Monday, December 18, 2006

China increases crude oil imports

"China to import 140 mil tons of crude oil" reads the headline of a recent China View article.

BEIJING, Dec. 16 (Xinhua) -- China's crude oil imports are expected to reach 140 million tons in 2006, up 10.2 percent on last year, according to the Ministry of Commerce (MOC).

Liang Shuhe, deputy director with the Foreign Trade Department of the MOC, said that China's demand for crude oil would total about 290 million tons this year, of which 48 percent were imports.

According to Liang, China's total output of crude oil is expected to reach 183 million tons in 2006, with 7.40 million tons for exports.

Liang said the fast growth of the economy has forced China to depend more and more on imports because of the limited domestic production, predicting that the steady increase in imports was likely to continue.
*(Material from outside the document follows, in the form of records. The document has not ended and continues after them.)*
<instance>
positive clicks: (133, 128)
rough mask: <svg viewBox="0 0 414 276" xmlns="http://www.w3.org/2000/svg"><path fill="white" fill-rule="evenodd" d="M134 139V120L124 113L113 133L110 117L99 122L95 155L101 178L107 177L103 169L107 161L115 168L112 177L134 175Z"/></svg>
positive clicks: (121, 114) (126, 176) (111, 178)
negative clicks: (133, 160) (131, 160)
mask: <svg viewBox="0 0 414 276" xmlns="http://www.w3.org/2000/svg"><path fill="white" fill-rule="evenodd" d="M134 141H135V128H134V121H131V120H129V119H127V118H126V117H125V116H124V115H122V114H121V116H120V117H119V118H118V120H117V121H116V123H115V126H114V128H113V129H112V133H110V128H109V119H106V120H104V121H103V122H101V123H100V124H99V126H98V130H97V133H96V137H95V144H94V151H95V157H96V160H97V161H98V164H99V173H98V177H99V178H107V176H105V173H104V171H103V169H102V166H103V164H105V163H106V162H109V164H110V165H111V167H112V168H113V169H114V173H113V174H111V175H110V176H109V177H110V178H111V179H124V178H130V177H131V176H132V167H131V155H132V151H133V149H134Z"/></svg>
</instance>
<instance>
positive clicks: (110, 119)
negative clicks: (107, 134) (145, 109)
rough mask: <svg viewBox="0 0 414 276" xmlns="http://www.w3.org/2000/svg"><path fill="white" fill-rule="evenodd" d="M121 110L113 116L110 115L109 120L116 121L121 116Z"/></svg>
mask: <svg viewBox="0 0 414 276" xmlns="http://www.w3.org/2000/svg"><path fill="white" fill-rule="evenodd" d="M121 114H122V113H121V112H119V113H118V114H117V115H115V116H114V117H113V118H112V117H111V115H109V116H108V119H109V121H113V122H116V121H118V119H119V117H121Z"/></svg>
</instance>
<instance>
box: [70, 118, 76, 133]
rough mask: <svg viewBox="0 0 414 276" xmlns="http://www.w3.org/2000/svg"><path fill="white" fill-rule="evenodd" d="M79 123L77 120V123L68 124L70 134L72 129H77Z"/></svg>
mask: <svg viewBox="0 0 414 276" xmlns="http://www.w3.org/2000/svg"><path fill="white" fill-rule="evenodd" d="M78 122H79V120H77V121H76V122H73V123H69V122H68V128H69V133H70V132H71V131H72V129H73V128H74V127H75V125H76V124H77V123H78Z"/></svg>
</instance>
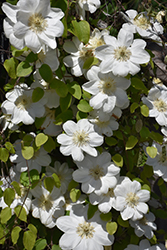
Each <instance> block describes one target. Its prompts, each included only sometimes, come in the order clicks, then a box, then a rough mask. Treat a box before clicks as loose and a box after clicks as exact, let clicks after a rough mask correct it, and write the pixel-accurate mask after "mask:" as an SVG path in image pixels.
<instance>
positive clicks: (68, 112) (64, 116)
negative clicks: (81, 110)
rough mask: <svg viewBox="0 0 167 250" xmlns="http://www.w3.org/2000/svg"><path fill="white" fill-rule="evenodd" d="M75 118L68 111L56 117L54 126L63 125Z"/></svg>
mask: <svg viewBox="0 0 167 250" xmlns="http://www.w3.org/2000/svg"><path fill="white" fill-rule="evenodd" d="M72 117H73V112H72V111H71V110H69V109H68V110H66V111H64V112H62V113H61V114H59V115H58V116H57V117H56V121H55V122H54V124H56V125H61V124H62V123H64V122H66V121H68V120H71V119H72Z"/></svg>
Statistics from the MOC show that China's crude oil imports increased by 14.1 percent in the first ten months of this year to reach 120 million tons.

The Chinese government removed tariffs on oil imports in November and opened its domestic oil market to foreign companies in December to cut the cost of oil imports.

I found this piece, posted to a recent article link roundup at The Oil Drum, noteworthy for two reasons.

First, it confirms the conviction, held among energy watchers and global/economic strategists alike, that America is now in direct competition with China for scarce natural resources. Hydrocarbon energy resources being chief among them.

Second, I was struck by the date of the article, December 16, 2006. It seemed to be a year to the day since I had written up an interview with mining consultant Dave Feickert which broached that very subject.

Mr. Feickert's message to readers was that despite a recent string of horrible coal mining accidents, China would have to continue relying on coal to meet their energy needs or increase their purchases of oil and gas from abroad. Thus, Western auto drivers would be indirectly impacted by the safety issues afllicting China's coal mining industry.

Here is an excerpt from that interview, dated December 16, 2005:

So for now, you see mainly a continuation of heavy coal use? You’ve made the point that any shortfalls in coal supply could result in China increasing their purchases of oil and gas from various sources around the globe. Please discuss this point.

China will have to rely on coal, or it will have to buy much more oil and gas off the world market. The effect on the global price is already apparent, with China making up around half of increased global oil demand, something few expected.

Unpredicted, except by a few energy analysts was also the lack of supply, which has been critically restricted by the complacency that sets in during periods of low prices, the poor judgements made by the US and the UK in Iraq, the restrictions on foreign investment in the Middle East and the fact that the oil and gas reserve base has been steadily moving eastwards anyway, as Western (mainly US, UK) oil depletes and Mexican fields matures. Hurricanes do not help either; nor do refinery explosions, as at BP’s major US facility recently.

On its current economic growth trajectory, China is expected to overtake the US as the biggest world energy consumer sometime after 2025 and also the biggest emitter of carbon dioxide (CO2), the main Greenhouse gas. Accordingly, it has been hunting for diversified energy supplies around the world, with its well-trained diplomats engaging in discussions globally. This, of course, has been different from the US, Japan or Europe, where economic power, vested in large energy companies has helped out. However, as has been seen in the case of Shell, their energy reserve bases are dwindling or they are over-stated.

Interesting to note that coal use presently accounts for 70 percent of China's energy supply, and demand for coal is expected to increase by over 8 percent in 2007.

That last bit of information comes from a Bloomberg News article on a recent hot IPO: China Coal Energy, which recently raised $1.69 billion in an oversubscribed share offering. It seems that both coal and oil are enjoying increased demand in China.